Federation of Swaziland Employers and Chamber of Commerce (FSE&CC) President Andrew le Roux said cross border trade had greatly been affected as the Swaziland Revenue Authority (SRA) and the South Africa Revenue Service (SARS) tightened screws.  


The reaction was in relation to the bid to ensure compliance and minimise revenue loss on the implementation of the VAT Refund Administration scheme popularly known as Sekulula VAT Easy, where SRA in collaboration with its South African counterpart SARS, announced that they had tightened the screws by application of the law as required.

As a result, there has been a challenge in that SARS refused to honour payment of some of the claims, which were submitted by the SRA for goods, imported into the country by personal and commercial users.  The president said they had engaged SRA on the negative effects that had accrued as a result of the recent changes. He said the authority had been very supportive in addressing their grievances.


“Trucks now wait for long hours at the border if not days,” said le Roux as he narrated the gravity of the recent changes.  He said going forward; they would engage SRA and the Ministry of Finance to engage South Africa to apply the law in a manner that would have a minimal impact on local businesses especially during the festive season.


“The changes have an impact on businesses from all aspects.
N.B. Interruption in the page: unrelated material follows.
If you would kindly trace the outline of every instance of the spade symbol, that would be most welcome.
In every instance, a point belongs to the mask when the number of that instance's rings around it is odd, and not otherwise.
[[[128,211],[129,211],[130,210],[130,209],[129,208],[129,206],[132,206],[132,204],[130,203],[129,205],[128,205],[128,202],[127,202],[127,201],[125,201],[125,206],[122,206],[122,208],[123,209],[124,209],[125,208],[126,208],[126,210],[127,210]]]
Small and Medium businesses will also be badly hit by the new regulations,” le Roux pointed out.  Federation of Swaziland Business Community (FESBC) President Tum Du Pont shared similar sentiments. He said it was unfortunate that they had not been extensively consulted prior to full implementation of the regulations.
“We plead for leniency as this will have serious repercussions on Swazi businesses,” said Du Pont.